In the time we spent on site views of ten Woodcocks were had, some may have been the same birds, two Woodcocks came bursting out of the forest trees chasing each other, only to separate and head off in different directions.
Close views were had of one individual as it flew below the tree line right in front of us, calling as it went.
Several large Bats were watched as they hunted around the trees, then Shortly after 10.15pm the first Nightjar was heard churring.
Within the next forty five minutes the calling became more vocal, and just as we were heading back along the track towards the car a Nightjar appeared above our heads.
Unfortunately there was no wing clapping display tonight, but it was still a great sight to be able to watch it so close, surrounded only by the sounds of the forest.

Sunday, 15 June 2014

Mega!! Short-toed Eagle Wych Cross, East Sussex

When this bird was reported perched up in a pine tree at 9:15pm on the 31st May, The thought was I either go early next morning and get there first light, or you won't see this bird.
Circumstances prevented the trip and with it went thoughts of adding this bird to my life list.

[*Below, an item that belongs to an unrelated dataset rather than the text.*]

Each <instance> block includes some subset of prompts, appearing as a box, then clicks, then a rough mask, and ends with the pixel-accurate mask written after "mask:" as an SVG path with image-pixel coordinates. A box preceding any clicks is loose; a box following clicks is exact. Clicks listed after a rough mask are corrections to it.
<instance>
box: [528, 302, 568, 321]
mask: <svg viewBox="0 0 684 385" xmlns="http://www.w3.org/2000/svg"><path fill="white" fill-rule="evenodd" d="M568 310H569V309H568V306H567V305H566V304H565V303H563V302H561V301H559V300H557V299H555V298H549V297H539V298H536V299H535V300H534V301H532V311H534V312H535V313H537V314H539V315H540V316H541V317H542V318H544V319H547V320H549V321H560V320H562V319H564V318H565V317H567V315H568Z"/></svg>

But today while sitting at home watching the cricket, the phone goes and Brian asks "do you fancy going for the Short-toed"? So within minutes I'm in the car and meeting Brian. 
As luck would have it the bird has even moved closer to home, instead of 144 miles away in Dorset, it's only 60 miles away in East Sussex.
Approaching the site the car is running on fumes, and we have to divert a few miles away from the site to finally find some diesel.
Now 9 miles away and with no news arriving on the pager for the last half hour we make our way to the last reported location.
Pulling into the car park at Gill's Gap, we find a few familiar faces scanning the surrounding valley. A remote dot away in the distance could be the target bird, but it's so far away it's impossible to tell for sure.
Mick Davis a local birder decides to head for the reserve car park further down the road, unfortunately we lose him and can't find the car park.
Reports on the pager say "immature again from Liptons and Townsend car parks". Eventually finding Liptons car park and pulling in we find a group of birders but none on the Eagle.
A phone call from a local birder See's us heading off in convoy looking for Long car park, luckily for us the locals know exactly where this car park is.

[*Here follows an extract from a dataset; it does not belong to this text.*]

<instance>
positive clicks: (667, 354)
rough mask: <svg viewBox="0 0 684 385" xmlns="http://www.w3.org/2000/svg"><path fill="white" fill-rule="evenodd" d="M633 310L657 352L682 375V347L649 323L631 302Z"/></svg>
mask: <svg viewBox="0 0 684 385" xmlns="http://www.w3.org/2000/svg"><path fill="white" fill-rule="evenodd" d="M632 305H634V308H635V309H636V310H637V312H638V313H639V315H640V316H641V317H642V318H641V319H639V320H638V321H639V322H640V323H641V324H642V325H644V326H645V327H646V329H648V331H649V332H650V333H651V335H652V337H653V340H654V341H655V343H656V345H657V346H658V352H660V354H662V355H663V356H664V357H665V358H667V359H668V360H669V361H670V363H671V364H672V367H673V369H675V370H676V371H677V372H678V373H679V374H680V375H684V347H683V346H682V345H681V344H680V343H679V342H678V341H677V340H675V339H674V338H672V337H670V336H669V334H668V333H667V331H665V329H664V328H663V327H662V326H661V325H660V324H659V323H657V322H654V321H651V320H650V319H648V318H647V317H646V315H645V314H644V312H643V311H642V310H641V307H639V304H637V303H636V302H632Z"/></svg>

We park up and head off down the track to where a group of fifty plus birders are already assembled. We are greeted with "It was circling over our heads 5 minutes ago, but it's drifted off now". Then a shout goes up "Got it!, It's perched at the top of the tree". After a short panic to get a location of where it was perched, the scope is trained on the spot and the Eagle comes into view.

Short-toed Eagle

It's perched up on the top of a pine tree right out in the open, giving stunning scope views. After 15-20 minutes of watching the bird, it flies up and drifts off over the surrounding area.
It remains in view for a short time and then drops down behind the nearest tree line and gone from view.



We decide to head off further down the track and scan the valley and surrounding area, a couple of Hobbies appear over the distant tree line, then a Common Buzzard appears.




Another scan and the shout goes up EAGLE!, and above the tree line is the Short-toed drifting towards us. It starts to circle directly overhead giving stunning views before gaining height, another Buzzard appears and starts to briefly mob the eagle. As the scope is trained on the two birds, it becomes view that we are actually looking at an Eagle and a Honey Buzzard!

Two fantastic birds only 60 miles from home, it doesn't get much better than that?